Tuttavia, la fascia di età inferiore non include persone Métis o Inuit. Il premier del Manitoba Brian Pallister ha dichiarato mercoledì che si divertirebbe a ridurre l’età di ammissibilità per Métis se si potesse dimostrare che sono a maggior rischio di sperimentare esiti COVID-19 più gravi, come hanno fatto i leader delle Prime Nazioni.

Il presidente della Manitoba Metis Federation David Chartrand dice che è disposto a spendere i soldi per ottenere dosi di vaccino COVID-19 per la sua gente se la provincia non le includerà nel piano di lancio del vaccino delle Prime Nazioni. (Darrin Morash / CBC)

“Se c’è la scienza dietro, se ha senso, dovremmo procedere in modo cooperativo per seguire la scienza”, ha detto.

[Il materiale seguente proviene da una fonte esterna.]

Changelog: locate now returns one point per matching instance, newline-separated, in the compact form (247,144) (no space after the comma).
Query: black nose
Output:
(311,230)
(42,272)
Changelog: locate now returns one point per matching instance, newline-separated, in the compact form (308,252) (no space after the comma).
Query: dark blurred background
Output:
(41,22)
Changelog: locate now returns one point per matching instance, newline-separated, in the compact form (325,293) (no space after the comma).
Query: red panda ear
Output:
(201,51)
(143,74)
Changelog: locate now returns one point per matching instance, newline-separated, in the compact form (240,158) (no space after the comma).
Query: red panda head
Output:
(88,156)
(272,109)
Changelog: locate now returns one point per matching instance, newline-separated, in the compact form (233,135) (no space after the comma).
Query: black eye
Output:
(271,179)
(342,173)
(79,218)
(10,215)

Chartrand ha detto che è risaputo che Métis deve affrontare molti problemi di salute simili e un’aspettativa di vita inferiore.

“Dobbiamo uscire da soli. Dobbiamo salvare la nostra stessa gente ora. Lo abbiamo fatto sin dall’inizio”, ha detto Chartrand.

Manitoba in ritardo rispetto agli altri

Manitoba è un valore anomalo in questo caso. Province come AVANTI CRISTO., Alberta e Ontario hanno dato priorità a tutti gli adulti indigeni nei rispettivi lanci di vaccini, seguendo la direzione federale.

Reagan Bartel, il direttore della sanità per la Métis Nation of Alberta, afferma che ci sono prove che le persone di Métis se la passano male quando si tratta di COVID-19.

“Sappiamo di avere tassi più elevati di BPCO e altre malattie respiratorie, sappiamo di avere tassi più elevati di diabete, malattie cardiache, sappiamo di essere influenzati da altri determinanti sociali della salute, come problemi abitativi o problemi educativi”, ha detto.

Alcune di queste prove non sono ben documentate perché dice che c’è un sottofinanziamento cronico della ricerca sulle comunità Métis.

Anche così, il Comitato consultivo nazionale per le vaccinazioni (NACI), l’ente indipendente canadese sui vaccini, afferma che tutti i popoli indigeni, compresi First Nations, Métis e Inuit, necessitano di una vaccinazione prioritaria.

“Escludendo uno di questi tre gruppi, non stai effettivamente aderendo alle linee guida che NACI sta proponendo”, ha detto Bartel.

“Le nuove linee guida usano il termine generico Indigenous e questo include le persone Métis ed escluderci da quel punto di priorità indigena è solo un altro modo in cui vengono esercitati i poteri coloniali”.

Darlene Birch è un’anziana Métis che vive a Manitoba, la patria della nazione Métis. Spera che la sua gente sarà inclusa nell’introduzione del vaccino, insieme a First Nations. (Inserito da Darlene Birch)

L’anziana di Manitoba Métis Darlene Birch dice di non essere sorpresa che la sua gente sia stata esclusa, ma spera di poter ottenere presto il vaccino.

“Questa è la casa del popolo Métis e abbiamo una storia in cui i nostri bisogni non sono stati adeguatamente soddisfatti e penso che sia un processo, ma penso che abbiamo bisogno di parlare”, ha detto.

“Penso che dobbiamo, come persone di Métis, essere forti e rappresentativi e dire ciò di cui abbiamo bisogno con il governo”.